If you wish to use the member as compile-time constant, you just declare it in the class and initialize it with a value as shown in the following snippet.

#include <iostream> 
using namespace std; 
 
class A 
{ 
   static const int C = 10; // static const members are allowed to be initialized in the declaration
   public: 
      int arr[C]; // Use as compile-time constant 
      int getC() { return C;} 
}; 
int main() { 
   A a; 
   a.arr[9]=9;
   cout << "arr[9] = " << a.arr[9] << endl;
   return 0; 
} 

Here, the member static const int C cannot be used as an lvalue, i.e., the expression A::C is an rvalue expression.

#include <iostream> 
using namespace std; 
 
class A 
{ 
   public: 
      static const int C = 10; // static const members are allowed to be initialized in the declaration
      int arr[C]; // Use as compile-time constant 
      const int* getC() { return &C;} 
}; 
int main() { 
   A a; 
   cout << a.getC() << endl;
   return 0; 
} 

In order to be able to use it as lvalue, one needs to define it.

#include <iostream> 
using namespace std; 
 
class A 
{ 
   public: 
      static const int C = 10; // static const members are allowed to be initialized in the declaration
      int arr[C]; // Use as compile-time constant 
      const int* getC() { return &C;} 
}; 
const int A::C; // definition
int main() { 
   A a; 
   cout << a.getC() << endl;
   return 0; 
} 

3. Using enum member

This is similar to the case of using const static without definition.
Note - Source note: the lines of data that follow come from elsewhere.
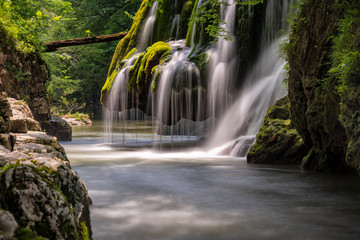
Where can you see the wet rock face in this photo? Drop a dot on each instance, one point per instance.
(24, 76)
(313, 91)
(277, 142)
(39, 188)
(58, 127)
(8, 225)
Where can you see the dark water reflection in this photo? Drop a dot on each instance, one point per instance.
(142, 194)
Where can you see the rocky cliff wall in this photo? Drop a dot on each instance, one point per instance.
(23, 76)
(323, 83)
(40, 195)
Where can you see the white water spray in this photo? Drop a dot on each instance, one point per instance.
(146, 36)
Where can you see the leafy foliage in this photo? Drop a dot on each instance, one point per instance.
(208, 15)
(30, 21)
(79, 72)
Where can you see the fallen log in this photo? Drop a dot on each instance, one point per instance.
(54, 46)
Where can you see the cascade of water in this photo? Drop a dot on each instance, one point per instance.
(118, 102)
(148, 28)
(178, 83)
(175, 26)
(262, 87)
(192, 42)
(223, 64)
Here as well, A.C is an rvalue expression.

#include <iostream> 
using namespace std; 
 
class A 
{ 
   public: 
      enum {C=10}; // can only be used as a compile-time constant 
      int arr[C]; 
      int getC() { return C;} 
}; 
 
int main() { 
   A a; 
   cout<<a.getC()<<endl; 
   return 0; 
} 

One could very well replace the const in the all previous examples with constexpr and it would work the same.

To summarize, one can use const, static const, with definition or static const(without definitin)/enum member, depending if one needs an instance specific run-time constant, class specific run-time constant or class specific compile-time constant.